Several more people will be reporting to the Shelby County government buildings in Downtown Memphis and off Mullins Station Road come Monday.
“It will feel like a classroom,” Shelby County Mayor Lee Harris said. “We are really excited for the prospect of kids to continue their learning even in this very, very unique year.”
Shelby County Government is setting up its Virtual Learning Academies- spaces where county employees can send their elementary school children to be supervised while doing their virtual learning.
Mayor Harris said it won’t support all the need, and he’s urging the whole community to step up.
“We’re going to do our part to meet some of that need, but we’re not going to close that gap alone,” Mayor Harris said. “We’re recommending every organization that has some capacity set up these kinds of academies.”
To help support those organizations that are already setting up similar spaces, the Shelby County government has donated $1 million in CARES funding to the YMCA.
The SCG Virtual Academy has dividers, socially distant desks, and teacher support.
From the county mayor’s office to the classroom, thousands of people in Shelby County are using the weekend before school starts to finish their last-minute preparations.
“Us teachers have been working tirelessly not only on Microsoft Teams, the platform we’ll be using, but also getting all our curriculum to be digitally accessible,” Hickory Ridge Elementary second grade teacher Ciara Slade-Trejo said.

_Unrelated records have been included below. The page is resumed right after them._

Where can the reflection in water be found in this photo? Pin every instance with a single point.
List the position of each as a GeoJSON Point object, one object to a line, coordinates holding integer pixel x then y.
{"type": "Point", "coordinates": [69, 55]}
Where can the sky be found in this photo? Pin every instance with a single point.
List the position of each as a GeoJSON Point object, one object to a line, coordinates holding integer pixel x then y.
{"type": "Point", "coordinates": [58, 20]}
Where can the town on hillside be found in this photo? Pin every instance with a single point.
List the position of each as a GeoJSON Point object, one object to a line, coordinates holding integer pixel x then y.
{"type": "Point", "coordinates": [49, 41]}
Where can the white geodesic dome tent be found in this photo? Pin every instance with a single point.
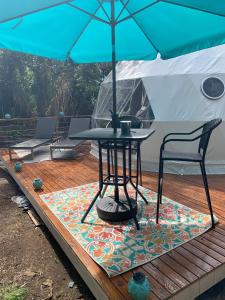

Officials at Hickory Ridge Elementary School know more than 70 percent of students have received their digital devices. Principals across the district will be making calls all weekend to remind those families who have not picked up the devices yet to do so.
Slade-Trejo said this school year everyone will be learning.
“It’s been a lot of long days, but it’s been satisfying to be on the learning end,” Slade-Trejo said.
Along with a late device pick-up, other factors may keep students from being able to log on the first day including MLGW outages and cut-offs. SCS is emphasizing its new absence code because of a disconnection or power outage.
Throughout this process, teachers have said grace is the motto for this year. While they hope they’ll be shown grace as they learn the ropes, they’ll also be showing grace to their students.
SCS human resources department is also using every day leading up to the start of school to fill instructional vacancies. The department said there were more than 5,800 instructional openings at the beginning of the summer, and 99 percent of those have been filled.
Human resource officials said every child will have a teacher on their first day. Current vacancies will be filled by certified substitute teachers.